Нам показали поле, где годом раньше была взорвана первая водородная бомба. Покрытое лавой, в которой не могло быть ничего живого, это громадное пространство едва ли можно было назвать полем. Еще оставался уровень радиации около одного рентгена в час.

Хочу рассказать еще об одних интересных испытаниях. Я уже говорил о полученном из Кореи американском самолете «сейбр», который мы изучили. Он имел новшество в продольном управлении самолетом (вверх-вниз). На всех самолетах такое управление осуществлялось рулем высоты — отклоняемой поверхностью, шарнирно закрепленной на неподвижном горизонтальном стабилизаторе. На «сейбре» руль высоты и стабилизатор были механически связаны и отклонялись одновременно (на разные углы). Это повышало эффективность продольного управления.

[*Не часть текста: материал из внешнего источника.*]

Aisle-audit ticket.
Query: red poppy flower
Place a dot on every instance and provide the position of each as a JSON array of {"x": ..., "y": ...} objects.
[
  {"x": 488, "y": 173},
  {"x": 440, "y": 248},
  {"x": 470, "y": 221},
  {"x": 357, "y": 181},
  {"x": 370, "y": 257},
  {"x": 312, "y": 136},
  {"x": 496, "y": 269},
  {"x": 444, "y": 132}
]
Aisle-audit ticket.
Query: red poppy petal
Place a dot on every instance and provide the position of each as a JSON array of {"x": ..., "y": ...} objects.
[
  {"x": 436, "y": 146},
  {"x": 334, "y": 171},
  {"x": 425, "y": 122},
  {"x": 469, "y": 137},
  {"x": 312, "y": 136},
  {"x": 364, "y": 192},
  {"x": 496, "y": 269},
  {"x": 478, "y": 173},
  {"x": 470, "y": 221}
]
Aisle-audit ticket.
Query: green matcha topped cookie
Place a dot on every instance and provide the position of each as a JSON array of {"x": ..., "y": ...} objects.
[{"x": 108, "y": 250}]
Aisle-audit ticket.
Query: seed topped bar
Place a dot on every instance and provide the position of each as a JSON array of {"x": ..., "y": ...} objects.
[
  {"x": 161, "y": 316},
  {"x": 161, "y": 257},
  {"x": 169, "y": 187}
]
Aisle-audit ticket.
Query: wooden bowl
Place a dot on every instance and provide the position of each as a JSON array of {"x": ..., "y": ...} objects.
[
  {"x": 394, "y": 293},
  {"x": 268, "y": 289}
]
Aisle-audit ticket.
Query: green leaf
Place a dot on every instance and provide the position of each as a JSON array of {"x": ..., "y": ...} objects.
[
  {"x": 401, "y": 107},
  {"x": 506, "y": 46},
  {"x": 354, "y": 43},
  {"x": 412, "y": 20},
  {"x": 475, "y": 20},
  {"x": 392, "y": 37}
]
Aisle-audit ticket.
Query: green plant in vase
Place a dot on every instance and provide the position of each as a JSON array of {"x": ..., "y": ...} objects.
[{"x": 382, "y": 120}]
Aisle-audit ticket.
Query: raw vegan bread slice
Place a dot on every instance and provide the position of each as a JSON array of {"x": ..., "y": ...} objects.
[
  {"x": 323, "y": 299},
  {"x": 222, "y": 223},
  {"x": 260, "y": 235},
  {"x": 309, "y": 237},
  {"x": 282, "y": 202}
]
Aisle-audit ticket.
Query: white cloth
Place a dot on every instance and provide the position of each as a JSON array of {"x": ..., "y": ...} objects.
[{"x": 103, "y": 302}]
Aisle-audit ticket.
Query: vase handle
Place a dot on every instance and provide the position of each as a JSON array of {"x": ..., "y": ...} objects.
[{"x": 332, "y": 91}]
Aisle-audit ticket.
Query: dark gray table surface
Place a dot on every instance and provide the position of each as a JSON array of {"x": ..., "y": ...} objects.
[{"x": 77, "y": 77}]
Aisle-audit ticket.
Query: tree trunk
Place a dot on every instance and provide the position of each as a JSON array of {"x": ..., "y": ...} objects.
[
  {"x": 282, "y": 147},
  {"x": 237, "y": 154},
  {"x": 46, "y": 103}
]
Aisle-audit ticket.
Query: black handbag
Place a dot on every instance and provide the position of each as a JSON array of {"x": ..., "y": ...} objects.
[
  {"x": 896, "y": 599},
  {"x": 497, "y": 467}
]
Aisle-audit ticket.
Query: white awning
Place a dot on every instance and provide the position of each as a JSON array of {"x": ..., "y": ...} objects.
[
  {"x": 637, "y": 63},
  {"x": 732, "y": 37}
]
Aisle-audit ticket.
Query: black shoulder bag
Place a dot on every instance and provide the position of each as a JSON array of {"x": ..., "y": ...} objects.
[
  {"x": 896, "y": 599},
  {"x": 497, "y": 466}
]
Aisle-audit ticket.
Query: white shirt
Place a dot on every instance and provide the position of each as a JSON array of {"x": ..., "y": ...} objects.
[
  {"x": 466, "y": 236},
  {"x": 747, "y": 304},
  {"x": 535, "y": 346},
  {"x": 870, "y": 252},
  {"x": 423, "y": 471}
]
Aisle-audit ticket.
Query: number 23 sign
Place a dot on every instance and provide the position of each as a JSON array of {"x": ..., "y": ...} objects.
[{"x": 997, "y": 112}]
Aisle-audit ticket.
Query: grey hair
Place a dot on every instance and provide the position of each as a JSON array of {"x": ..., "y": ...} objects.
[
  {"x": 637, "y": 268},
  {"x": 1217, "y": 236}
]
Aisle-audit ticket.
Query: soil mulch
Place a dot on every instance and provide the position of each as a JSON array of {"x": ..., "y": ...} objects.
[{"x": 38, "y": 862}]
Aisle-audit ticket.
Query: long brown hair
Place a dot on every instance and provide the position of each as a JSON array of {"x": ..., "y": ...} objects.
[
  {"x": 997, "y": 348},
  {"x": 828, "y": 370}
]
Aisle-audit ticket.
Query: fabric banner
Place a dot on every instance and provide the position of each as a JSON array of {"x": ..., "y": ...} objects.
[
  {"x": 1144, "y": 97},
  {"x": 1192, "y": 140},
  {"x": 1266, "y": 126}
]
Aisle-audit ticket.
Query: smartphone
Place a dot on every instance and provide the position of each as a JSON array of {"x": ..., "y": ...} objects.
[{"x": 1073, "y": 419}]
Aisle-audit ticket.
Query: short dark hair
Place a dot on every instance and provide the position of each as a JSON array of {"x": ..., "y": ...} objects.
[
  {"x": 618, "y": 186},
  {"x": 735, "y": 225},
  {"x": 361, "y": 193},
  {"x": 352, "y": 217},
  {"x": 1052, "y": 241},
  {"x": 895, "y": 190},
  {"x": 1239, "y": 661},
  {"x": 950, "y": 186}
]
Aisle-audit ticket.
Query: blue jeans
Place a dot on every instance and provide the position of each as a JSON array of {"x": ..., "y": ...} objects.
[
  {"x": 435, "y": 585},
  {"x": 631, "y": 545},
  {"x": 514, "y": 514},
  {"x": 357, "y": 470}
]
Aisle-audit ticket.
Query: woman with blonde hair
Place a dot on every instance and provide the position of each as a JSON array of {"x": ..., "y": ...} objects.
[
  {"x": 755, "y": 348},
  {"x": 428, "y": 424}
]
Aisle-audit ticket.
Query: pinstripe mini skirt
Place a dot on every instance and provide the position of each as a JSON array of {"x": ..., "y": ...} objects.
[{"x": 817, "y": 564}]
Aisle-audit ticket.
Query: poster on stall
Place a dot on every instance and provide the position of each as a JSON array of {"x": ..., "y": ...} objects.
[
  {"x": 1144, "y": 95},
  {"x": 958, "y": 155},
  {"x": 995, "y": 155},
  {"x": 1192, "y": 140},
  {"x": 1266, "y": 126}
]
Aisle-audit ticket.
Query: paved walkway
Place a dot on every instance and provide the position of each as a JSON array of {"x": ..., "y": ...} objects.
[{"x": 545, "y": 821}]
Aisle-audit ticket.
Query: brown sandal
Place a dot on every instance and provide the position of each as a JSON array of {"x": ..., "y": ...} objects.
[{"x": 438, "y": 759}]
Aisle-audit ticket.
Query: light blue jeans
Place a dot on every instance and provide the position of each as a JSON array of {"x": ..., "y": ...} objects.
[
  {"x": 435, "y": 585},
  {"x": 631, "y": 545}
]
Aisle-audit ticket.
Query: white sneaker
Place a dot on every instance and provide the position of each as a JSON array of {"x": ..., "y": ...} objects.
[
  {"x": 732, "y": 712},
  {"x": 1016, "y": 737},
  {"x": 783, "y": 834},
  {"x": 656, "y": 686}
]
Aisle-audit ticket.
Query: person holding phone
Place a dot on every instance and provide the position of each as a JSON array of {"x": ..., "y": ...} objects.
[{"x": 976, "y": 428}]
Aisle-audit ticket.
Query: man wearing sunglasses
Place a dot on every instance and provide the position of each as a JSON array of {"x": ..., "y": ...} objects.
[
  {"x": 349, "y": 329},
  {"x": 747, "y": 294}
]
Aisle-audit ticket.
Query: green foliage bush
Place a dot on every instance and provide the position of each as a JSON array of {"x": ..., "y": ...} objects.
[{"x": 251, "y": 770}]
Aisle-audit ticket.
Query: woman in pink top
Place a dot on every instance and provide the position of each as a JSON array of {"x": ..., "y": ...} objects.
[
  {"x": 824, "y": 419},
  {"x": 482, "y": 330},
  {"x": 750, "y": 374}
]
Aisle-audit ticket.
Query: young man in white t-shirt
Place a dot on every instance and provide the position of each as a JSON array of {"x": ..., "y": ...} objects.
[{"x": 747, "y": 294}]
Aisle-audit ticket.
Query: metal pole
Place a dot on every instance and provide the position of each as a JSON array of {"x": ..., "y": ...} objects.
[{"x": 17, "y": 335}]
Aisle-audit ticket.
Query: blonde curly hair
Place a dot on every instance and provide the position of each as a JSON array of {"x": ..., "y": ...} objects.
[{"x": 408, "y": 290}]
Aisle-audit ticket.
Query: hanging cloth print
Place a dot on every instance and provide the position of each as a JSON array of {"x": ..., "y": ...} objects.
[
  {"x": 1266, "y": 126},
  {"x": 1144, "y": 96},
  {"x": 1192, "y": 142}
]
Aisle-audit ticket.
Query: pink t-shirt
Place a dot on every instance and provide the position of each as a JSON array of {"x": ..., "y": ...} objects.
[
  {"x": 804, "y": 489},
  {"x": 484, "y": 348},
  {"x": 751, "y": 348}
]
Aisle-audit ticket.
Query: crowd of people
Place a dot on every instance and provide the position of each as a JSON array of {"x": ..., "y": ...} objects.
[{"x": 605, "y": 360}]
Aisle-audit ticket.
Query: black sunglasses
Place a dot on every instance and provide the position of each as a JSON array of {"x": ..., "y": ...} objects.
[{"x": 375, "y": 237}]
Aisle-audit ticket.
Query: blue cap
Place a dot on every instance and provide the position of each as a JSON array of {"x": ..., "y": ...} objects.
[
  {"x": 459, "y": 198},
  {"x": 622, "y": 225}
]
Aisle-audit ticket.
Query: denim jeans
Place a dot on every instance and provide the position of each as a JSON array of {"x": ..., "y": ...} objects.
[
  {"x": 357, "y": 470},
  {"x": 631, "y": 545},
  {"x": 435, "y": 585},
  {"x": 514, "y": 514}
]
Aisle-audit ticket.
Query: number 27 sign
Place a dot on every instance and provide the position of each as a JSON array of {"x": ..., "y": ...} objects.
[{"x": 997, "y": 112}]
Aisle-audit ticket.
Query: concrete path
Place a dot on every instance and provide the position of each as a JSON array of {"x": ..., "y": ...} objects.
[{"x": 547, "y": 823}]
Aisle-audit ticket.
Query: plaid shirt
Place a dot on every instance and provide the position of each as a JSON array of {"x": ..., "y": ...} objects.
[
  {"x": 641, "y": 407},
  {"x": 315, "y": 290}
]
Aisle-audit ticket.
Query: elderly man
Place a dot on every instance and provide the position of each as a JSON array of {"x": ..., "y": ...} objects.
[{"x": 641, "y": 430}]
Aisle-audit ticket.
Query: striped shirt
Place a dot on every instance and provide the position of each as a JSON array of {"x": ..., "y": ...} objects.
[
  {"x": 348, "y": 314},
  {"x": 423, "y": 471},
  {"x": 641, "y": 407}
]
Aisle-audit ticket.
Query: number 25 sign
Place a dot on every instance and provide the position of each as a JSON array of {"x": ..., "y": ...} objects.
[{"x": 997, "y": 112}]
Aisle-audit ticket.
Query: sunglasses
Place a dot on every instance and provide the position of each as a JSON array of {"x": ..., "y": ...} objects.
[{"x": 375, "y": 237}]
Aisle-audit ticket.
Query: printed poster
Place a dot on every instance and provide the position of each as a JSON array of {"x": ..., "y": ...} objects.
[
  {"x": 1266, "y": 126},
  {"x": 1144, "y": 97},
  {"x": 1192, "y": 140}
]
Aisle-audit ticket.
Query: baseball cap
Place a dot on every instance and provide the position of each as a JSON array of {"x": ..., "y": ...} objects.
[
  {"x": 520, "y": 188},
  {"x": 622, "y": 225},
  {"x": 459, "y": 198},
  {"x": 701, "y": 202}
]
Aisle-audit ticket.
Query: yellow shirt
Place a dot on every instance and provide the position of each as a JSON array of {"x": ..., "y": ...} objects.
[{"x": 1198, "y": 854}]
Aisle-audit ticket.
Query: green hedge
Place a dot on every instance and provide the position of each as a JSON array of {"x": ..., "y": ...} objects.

В ОКБ Микояна доработали один самолет МиГ-17, установив на нем подобный подвижный вместе с рулем стабилизатор. Поставили также крыло аналогичное крылу «сейбра», с предкрылками и интерцепторами, и в 1955 году он под наименованием СИ-10 поступил на испытания в ГК НИИ ВВС. Меня назначили ведущим инженером, а также и ведущим летчиком. В бригаде были, конечно, и другие специалисты, в частности, инженер по устойчивости и управляемости самолета.

Новая система продольного управления имела недостатки, но в целом была нами одобрена. Однако в серию она не пошла, так как производство самолета МиГ-17 заканчивалось, а на МиГ-19 уже установили еще более эффективный, цельный (без руля высоты) управляемый стабилизатор, работавший как руль. Только он мог обеспечить достаточную управляемость сверхзвукового самолета на околозвуковых и сверхзвуковых скоростях, на которых устойчивость самолета существенно повышается и он больше «сопротивляется» действию рулей. (Эффективность руля высоты на неподвижном стабилизаторе на сверхзвуке резко уменьшается из-за возникающего перед рулем скачка уплотнения.)

Выдвижные предкрылки и интерцепторы несколько улучшали характеристики самолета, но их тоже не стали внедрять — на МиГ-17 уже было поздно, а на МиГ-19 с большой стреловидностью крыла они не могли быть эффективны.